И, выйдя изъ конторы, онъ прошелъ черезъ служебные отдѣлы виноторговли. Эти отдѣлы составляли чуть ли не цѣлый городокь съ безпокойнымъ населеніемъ изъ носильщиковъ, бочаровъ и поденщиковъ, работавшихъ на площадкахъ подъ открытымъ небомъ, лии же въ галлереяхъ, среди длинныхъ рядовъ бочекъ.
Зданія и отдѣлъ виноторговли Дюпона занимали цѣлый кварталъ г. Хереса. Тутъ была цѣлая масса навѣсовъ, закрывавщая собой весь склонъ холма, а среди нихъ виднѣлись деревья обширнаго сада. Всѣ Дюпоны пристраивали къ старымъ все новыя и новыя зданія сообразно съ расширеніемъ ихъ торговли. Черезъ три поколѣнія первоначальное, скромное строеніе превратилось уже въ цѣлый промышленный городъ безъ дыма и грохота, мтрный и улыбающійся подъ голубымъ небомъ, полнымъ сіянія и свѣта, съ стѣнами ослѣпительной бѣлизны и цвѣтами, растушими на большихъ площадяхъ среди рядовъ бочекъ.
Монтенегро прошелъ мимо двери овальнаго павильона, съ стеклянной крышей, прозваннаго скиніей, въ которомъ хранилось самое избранное вино, длинные ряды пузатыхъ дубовыхъ бочекъ съ надписями содержащагося въ нихъ нектара, чуть ли не столѣтняго.
Ферминъ прошелъ дальше, мимо большихъ площадей, гдѣ были выставлены ряды бочекъ съ тѣмъ, чтобы солнечные лучи хорошенько прогрѣли ихъ. Это было дешевое вино, обыкновенный хересъ, который выставляли подъ солнечные лучи, чтобы онъ поскорѣе состарился. Ферминъ вспомнилъ, сколько времени и труда требовалось для производства хорошаго хереса. Для этого нужно было по крайней мѣрѣ десять лѣть: десять сильныхъ броженій были необходимы для приданія хересу того остраго аромата и легкаго, отдающаго орѣхами вкуса, которые никакое другое вино не могло усвоить себѣ. Но требованія торговой конкурренціи, желаніе продуцировать дешево, хотя бы и похуже, заставляли спѣшить съ процессомъ старѣнія вина и выставлять его на солнце, чтобы ускоритъ выпариваніе его.
Пройдя черезъ извилистыя тропинки среди ряда выставленныхъ бочекъ, Монтенегро дошелъ до отдѣла «гигантовъ» — громаднаго вмѣстилища еще неперебродившаго вина. Раскланявшись здѣсь съ рабочими, Монтенегро черезъ боковую дверь прошелъ оттуда въ отдѣлъ, называемый «фрахтовымъ», гдѣ находились вина безъ этикета для передѣлки въ разные сорта винъ. Въ этомъ зданіи фабриковался промышленный обманъ. Требованія современной торговли принуждали монополистовъ одного изъ первыхъ винъ въ мірѣ прибѣгать къ этого рода смѣсямъ и комбинаціямъ, которыя вмѣстѣ съ коньякомъ составляли наибольшую часть вывозной торговли фирмы. Въ «фрахтовомъ» отдѣлѣ находилось четыре тысячи бурдюковъ разнородныхъ винъ для комбинацій. Въ темной комнатѣ, которая освѣщалась только маленькимъ окошечкомъ съ краснымъ стекломъ, имѣлась camera obscura. Здѣсь техникъ разсматривалъ вино изъ только что откупоренной бочки.

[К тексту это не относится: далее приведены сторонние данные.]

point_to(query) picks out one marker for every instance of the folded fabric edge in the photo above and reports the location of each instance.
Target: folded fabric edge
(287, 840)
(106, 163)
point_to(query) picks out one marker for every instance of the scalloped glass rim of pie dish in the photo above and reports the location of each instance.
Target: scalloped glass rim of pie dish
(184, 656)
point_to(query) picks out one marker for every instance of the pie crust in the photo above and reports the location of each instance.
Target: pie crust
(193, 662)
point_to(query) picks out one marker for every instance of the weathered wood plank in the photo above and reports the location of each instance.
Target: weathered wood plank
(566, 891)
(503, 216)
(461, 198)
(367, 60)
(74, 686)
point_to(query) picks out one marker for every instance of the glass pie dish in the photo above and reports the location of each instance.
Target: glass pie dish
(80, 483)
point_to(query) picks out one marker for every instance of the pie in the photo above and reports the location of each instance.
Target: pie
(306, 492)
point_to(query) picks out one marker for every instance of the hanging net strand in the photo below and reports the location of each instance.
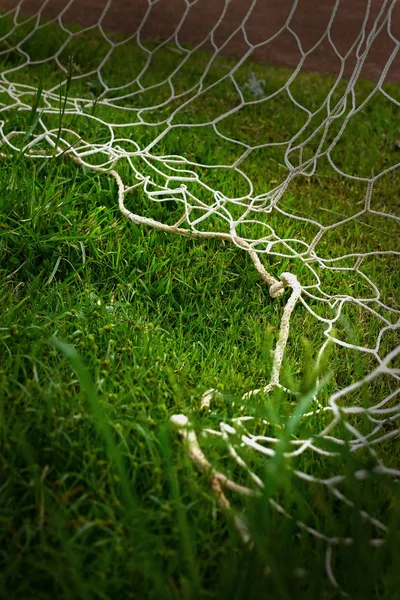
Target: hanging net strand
(195, 151)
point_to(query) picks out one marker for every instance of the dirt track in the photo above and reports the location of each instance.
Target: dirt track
(309, 21)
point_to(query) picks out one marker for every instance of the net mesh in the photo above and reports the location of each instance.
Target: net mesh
(325, 260)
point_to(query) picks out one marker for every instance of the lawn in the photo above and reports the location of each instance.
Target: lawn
(108, 328)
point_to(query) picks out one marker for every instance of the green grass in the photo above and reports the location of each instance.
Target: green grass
(107, 329)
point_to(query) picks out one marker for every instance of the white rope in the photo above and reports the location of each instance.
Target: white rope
(250, 220)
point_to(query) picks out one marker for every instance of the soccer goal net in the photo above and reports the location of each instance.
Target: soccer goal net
(180, 104)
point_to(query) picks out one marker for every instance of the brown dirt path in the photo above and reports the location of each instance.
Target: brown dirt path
(309, 21)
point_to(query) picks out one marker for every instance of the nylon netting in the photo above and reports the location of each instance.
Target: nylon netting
(336, 257)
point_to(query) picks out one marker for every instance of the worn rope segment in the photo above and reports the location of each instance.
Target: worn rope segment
(311, 277)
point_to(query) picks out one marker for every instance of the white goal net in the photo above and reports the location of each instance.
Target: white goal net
(187, 129)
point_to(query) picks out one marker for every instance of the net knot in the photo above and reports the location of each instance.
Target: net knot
(286, 280)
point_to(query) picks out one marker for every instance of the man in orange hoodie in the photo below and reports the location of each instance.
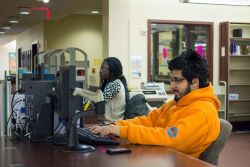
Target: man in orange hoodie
(189, 123)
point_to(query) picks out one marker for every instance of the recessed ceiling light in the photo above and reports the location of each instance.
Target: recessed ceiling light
(6, 27)
(95, 12)
(24, 10)
(13, 19)
(46, 1)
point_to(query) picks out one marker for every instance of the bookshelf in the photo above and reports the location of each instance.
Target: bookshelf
(235, 68)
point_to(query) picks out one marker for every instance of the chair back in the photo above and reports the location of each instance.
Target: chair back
(211, 154)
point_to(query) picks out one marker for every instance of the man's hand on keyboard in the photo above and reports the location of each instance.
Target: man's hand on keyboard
(106, 130)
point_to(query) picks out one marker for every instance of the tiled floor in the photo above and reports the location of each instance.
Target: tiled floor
(236, 152)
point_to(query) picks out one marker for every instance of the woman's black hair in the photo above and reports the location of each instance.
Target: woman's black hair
(115, 70)
(192, 66)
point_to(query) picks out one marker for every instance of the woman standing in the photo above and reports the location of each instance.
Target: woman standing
(114, 87)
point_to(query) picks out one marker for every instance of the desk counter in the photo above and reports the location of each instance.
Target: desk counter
(26, 154)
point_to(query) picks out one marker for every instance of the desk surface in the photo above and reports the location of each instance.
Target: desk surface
(26, 154)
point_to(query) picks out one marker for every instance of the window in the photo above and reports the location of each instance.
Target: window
(168, 39)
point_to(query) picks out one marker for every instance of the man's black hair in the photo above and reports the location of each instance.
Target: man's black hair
(192, 66)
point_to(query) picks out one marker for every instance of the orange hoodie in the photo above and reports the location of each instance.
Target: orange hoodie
(189, 125)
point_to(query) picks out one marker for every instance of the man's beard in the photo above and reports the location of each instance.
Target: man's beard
(186, 91)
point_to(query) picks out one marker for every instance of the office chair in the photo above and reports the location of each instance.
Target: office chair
(211, 154)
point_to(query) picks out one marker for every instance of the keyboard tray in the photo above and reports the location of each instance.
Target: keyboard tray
(85, 136)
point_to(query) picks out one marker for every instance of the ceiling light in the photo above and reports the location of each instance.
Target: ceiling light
(95, 12)
(45, 1)
(13, 19)
(220, 2)
(6, 27)
(24, 10)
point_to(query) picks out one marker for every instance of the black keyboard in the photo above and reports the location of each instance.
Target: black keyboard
(85, 136)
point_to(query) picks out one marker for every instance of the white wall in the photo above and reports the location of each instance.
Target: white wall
(4, 57)
(80, 31)
(34, 34)
(139, 11)
(118, 32)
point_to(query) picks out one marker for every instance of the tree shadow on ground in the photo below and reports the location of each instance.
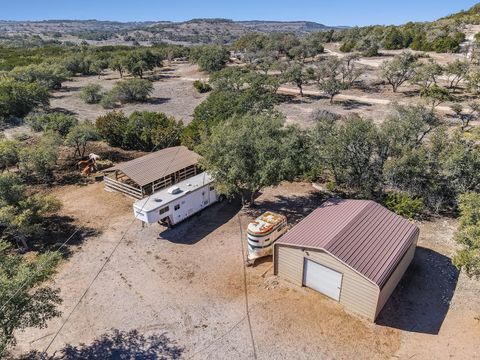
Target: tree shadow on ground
(57, 229)
(354, 104)
(422, 298)
(411, 93)
(157, 100)
(67, 89)
(295, 208)
(63, 111)
(163, 76)
(369, 87)
(117, 345)
(198, 226)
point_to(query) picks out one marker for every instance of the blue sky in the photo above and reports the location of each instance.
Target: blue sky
(336, 12)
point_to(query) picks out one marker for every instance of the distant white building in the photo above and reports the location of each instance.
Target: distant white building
(175, 204)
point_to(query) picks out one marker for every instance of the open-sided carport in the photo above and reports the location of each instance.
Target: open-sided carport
(353, 251)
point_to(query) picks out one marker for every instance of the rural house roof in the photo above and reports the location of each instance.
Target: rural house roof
(362, 234)
(146, 169)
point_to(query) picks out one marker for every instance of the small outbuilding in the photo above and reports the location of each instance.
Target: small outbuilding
(145, 175)
(353, 251)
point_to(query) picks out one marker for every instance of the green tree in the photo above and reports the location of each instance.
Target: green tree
(468, 235)
(21, 214)
(435, 95)
(393, 39)
(117, 63)
(328, 75)
(25, 301)
(473, 81)
(220, 106)
(399, 70)
(352, 152)
(247, 153)
(79, 136)
(146, 131)
(142, 130)
(456, 72)
(111, 127)
(297, 75)
(18, 98)
(9, 150)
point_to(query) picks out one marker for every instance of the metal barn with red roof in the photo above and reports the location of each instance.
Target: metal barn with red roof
(353, 251)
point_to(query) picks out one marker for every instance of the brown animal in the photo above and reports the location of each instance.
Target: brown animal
(89, 169)
(88, 166)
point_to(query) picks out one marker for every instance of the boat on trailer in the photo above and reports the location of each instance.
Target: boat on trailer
(262, 234)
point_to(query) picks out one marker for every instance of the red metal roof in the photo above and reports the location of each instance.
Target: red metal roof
(361, 233)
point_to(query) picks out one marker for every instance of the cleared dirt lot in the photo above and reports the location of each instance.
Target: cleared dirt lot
(173, 93)
(187, 285)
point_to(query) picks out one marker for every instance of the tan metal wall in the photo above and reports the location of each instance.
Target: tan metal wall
(396, 276)
(358, 295)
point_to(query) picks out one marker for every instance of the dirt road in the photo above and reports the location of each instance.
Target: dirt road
(186, 285)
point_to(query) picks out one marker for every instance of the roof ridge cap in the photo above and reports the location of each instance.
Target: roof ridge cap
(368, 205)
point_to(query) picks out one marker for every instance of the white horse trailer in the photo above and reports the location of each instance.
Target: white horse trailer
(175, 204)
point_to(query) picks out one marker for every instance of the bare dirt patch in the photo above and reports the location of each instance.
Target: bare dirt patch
(173, 93)
(187, 282)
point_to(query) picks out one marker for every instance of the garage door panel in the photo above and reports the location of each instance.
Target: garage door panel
(322, 279)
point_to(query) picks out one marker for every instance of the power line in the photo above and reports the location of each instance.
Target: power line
(247, 308)
(247, 311)
(37, 270)
(106, 262)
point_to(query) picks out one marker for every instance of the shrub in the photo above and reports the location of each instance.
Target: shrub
(347, 46)
(468, 235)
(18, 98)
(331, 185)
(111, 127)
(403, 204)
(201, 87)
(79, 136)
(132, 90)
(9, 150)
(91, 93)
(56, 121)
(142, 130)
(108, 101)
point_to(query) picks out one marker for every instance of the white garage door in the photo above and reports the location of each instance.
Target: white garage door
(322, 279)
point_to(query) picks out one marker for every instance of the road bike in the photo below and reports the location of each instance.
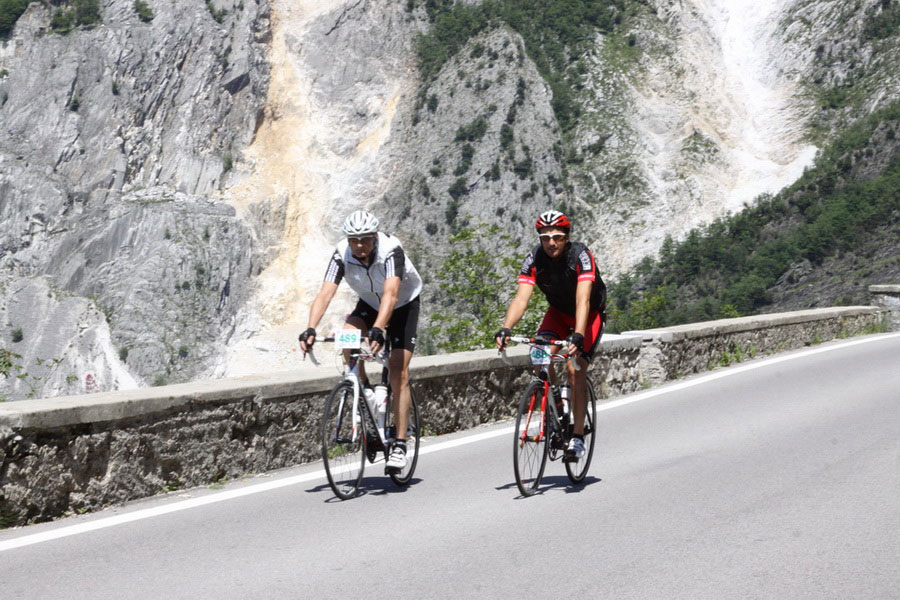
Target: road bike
(351, 433)
(544, 420)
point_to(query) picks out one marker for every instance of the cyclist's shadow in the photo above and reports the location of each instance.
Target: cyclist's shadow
(377, 485)
(555, 482)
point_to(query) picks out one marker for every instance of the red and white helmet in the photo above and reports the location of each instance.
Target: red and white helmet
(553, 218)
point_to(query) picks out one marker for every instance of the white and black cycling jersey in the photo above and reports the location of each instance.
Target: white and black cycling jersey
(388, 260)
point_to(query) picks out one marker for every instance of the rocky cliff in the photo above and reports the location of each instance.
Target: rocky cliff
(116, 141)
(184, 175)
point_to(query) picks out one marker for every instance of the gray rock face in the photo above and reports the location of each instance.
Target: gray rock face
(116, 140)
(482, 146)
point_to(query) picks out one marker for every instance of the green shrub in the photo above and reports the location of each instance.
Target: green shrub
(10, 11)
(81, 13)
(729, 267)
(218, 14)
(476, 287)
(143, 11)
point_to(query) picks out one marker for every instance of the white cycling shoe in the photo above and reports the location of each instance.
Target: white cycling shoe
(575, 451)
(397, 459)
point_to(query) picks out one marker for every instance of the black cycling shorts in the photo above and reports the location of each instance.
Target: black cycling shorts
(401, 331)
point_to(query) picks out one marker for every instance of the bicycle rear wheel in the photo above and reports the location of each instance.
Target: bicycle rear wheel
(530, 443)
(343, 452)
(412, 443)
(577, 470)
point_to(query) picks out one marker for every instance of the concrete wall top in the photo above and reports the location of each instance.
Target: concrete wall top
(740, 324)
(110, 406)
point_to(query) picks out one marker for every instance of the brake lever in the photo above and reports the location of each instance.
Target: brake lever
(312, 357)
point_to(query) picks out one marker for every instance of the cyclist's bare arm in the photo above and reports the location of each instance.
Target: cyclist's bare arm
(582, 308)
(318, 308)
(518, 306)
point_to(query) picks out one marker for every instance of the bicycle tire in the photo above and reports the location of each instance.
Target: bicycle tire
(340, 452)
(577, 470)
(412, 443)
(530, 448)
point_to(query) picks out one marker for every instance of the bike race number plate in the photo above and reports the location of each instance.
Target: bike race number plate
(539, 356)
(349, 339)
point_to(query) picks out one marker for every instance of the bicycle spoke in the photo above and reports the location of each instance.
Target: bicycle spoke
(530, 442)
(577, 470)
(343, 449)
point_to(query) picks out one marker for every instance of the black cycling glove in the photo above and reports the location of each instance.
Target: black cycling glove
(577, 340)
(309, 333)
(376, 335)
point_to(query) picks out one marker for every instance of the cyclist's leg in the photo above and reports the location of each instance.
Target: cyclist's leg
(553, 326)
(401, 331)
(578, 378)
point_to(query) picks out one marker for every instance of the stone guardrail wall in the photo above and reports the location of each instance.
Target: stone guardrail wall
(79, 453)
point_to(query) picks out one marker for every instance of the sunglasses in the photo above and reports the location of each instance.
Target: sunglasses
(556, 237)
(361, 239)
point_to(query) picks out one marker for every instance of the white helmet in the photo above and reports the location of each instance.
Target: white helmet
(359, 223)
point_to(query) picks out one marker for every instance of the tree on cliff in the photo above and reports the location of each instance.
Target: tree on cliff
(478, 284)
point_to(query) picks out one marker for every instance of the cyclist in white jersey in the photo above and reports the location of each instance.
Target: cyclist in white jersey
(388, 285)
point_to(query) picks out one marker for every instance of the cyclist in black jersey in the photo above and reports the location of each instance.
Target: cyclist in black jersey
(566, 273)
(376, 268)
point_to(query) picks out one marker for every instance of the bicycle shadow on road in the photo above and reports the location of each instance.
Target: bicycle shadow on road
(555, 482)
(378, 485)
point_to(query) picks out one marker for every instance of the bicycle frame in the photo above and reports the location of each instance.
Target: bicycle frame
(351, 375)
(544, 377)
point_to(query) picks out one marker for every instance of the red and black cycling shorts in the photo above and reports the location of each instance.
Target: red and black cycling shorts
(559, 325)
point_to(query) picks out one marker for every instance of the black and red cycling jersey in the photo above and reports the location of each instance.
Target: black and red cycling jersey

Сообразно съ «заказомъ» онъ комбинировалъ новое вино изъ разныхъ жидкостей и затѣмъ отмѣчалъ мѣломъ на бочкахъ число кувшиновъ, которые требовалось извлечъ изъ каждой, чтобы составить смѣсь.
Монтенегро зналъ еще съ дѣтства техника «фрахтового» отдѣла. Это былъ самый давній служащій въ фирмѣ — старикъ, который какъ будто весь распухъ отъ окружающей его сырости, Вынужденный къ молчанію долгимъ пребываніемъ въ «камерѣ обскурѣ», онъ чувствовалъ потребность поболтать, лишь только въ тому представлялся случай.
— Что твой отецъ? — спросилъ онъ Фермина. — Все живетъ въ виноградникѣ, да? — Куда ему лучше тамъ, чѣмъ мнѣ въ этомъ сыромъ подвалѣ. Навѣрное онъ проживетъ дольше меня.
И увидавъ записку, которую ему протянулъ Монтенегро, онъ сдѣлалъ жестъ отвращенія.